A new kind of energy transfer from organic to inorganic semiconductors has been discovered which paves the way for boosting the efficiency of widely used inorganic solar cells with the help of a cheap organic coating.
A new kind of energy transfer from organic to inorganic semiconductors has been discovered which paves the way for boosting the efficiency of widely used inorganic solar cells with the help of a cheap organic coating.
The research team who made the discovery have published their findings in Nature Materials in an article on which Gates Cambridge Scholar Maxim Tabachnyk is lead author.
Maxim [2012], who is doing a PhD in Physics, says: “To develop clean, sustainable and cheap energy sources that can gradually reduce and finally replace the consumption of fossil fuels is one of the major challenges that modern science is facing. Innovative energy sources are needed to reduce the negative environmental impact that burning hydrocarbons, currently the main energy source, has been causing. Further, within this century we will run out of fossil fuels and need a vision how to provide enough energy for future generations with more and more people around the world rising up to an energy-intensive lifestyle.”
Solar cells represent such a clean energy source which produces electricity from sunlight. In the last 50 years semiconductor and solar cell research has focused on silicon as the active material. The fabrication of silicon solar cells has been optimised and their spread skyrocketed in the last decade. However, the maximum power conversion efficiency of silicon-based solar cells is fundamentally limited.
The energy of light is carried by particles called photons. The sun emits photons of various energies, blue photons are, for example, more energetic than red photons. Silicon has a maximum energy that it can extract from each photon and convert to electrical energy. All remaining energy is lost to heat.
The research team led by Dr Akshay Rao found that it could be possible to boost efficiency of the inorganic silicon solar cell by combining it with a cheap organic coating. The crucial property of the organic – a small molecule called pentacene – is its ability to split high energy excitations into two packages.

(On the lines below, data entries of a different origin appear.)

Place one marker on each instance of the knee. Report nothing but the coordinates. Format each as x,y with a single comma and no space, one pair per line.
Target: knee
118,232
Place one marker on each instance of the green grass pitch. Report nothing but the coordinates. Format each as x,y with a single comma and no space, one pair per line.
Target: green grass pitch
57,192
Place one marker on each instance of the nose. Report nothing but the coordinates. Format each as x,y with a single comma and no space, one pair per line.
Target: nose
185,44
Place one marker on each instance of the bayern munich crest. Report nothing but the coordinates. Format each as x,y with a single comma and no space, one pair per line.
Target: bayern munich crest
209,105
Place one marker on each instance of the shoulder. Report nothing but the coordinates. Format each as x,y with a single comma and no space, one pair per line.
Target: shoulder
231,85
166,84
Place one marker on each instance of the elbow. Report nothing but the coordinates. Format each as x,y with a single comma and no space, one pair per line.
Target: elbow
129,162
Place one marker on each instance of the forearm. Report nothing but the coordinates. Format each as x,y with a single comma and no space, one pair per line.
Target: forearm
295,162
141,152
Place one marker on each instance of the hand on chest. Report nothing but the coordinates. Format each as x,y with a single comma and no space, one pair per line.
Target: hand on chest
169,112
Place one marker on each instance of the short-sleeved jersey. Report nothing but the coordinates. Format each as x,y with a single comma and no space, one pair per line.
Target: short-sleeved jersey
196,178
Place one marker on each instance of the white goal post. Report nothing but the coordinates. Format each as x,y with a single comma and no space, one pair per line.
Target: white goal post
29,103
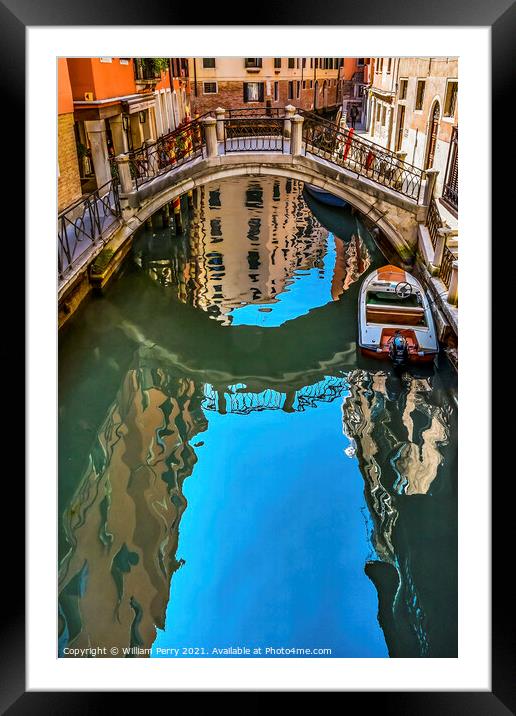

Maxim says: “We found that it is possible to transfer both of these packages onto an inorganic semiconductor. That means that instead of generating only one energy unit per high-energy light particle as in traditional solar cells, we can generate two energy units in silicon by combining it with the organic. Another advantage of organics is their processability in solution. That means we can have the organic in an ‘ink’ and cheaply print or possibly even spray the organic on top of a traditional silicon solar cell. This process could be easily and cheaply integrated in existing solar cell fabrication lines or even done in a post-fabrication step. Due to the flexibility in processing and operation, our technology could also improve the performance of other evolving technologies such as perovskite or other thin film solar cells.”
The discovered process of the novel energy transfer paves the way not only to new applications improving solar cells, but potentially also light emitting diodes, sensors or lasers. The team is now investigating how the discovered energy transfer can be extended to other organic/inorganic systems and is developing a cheap organic coating that could be used to boost the power conversion efficiency of conventional solar cells, making them more competitive with alternative energy sources.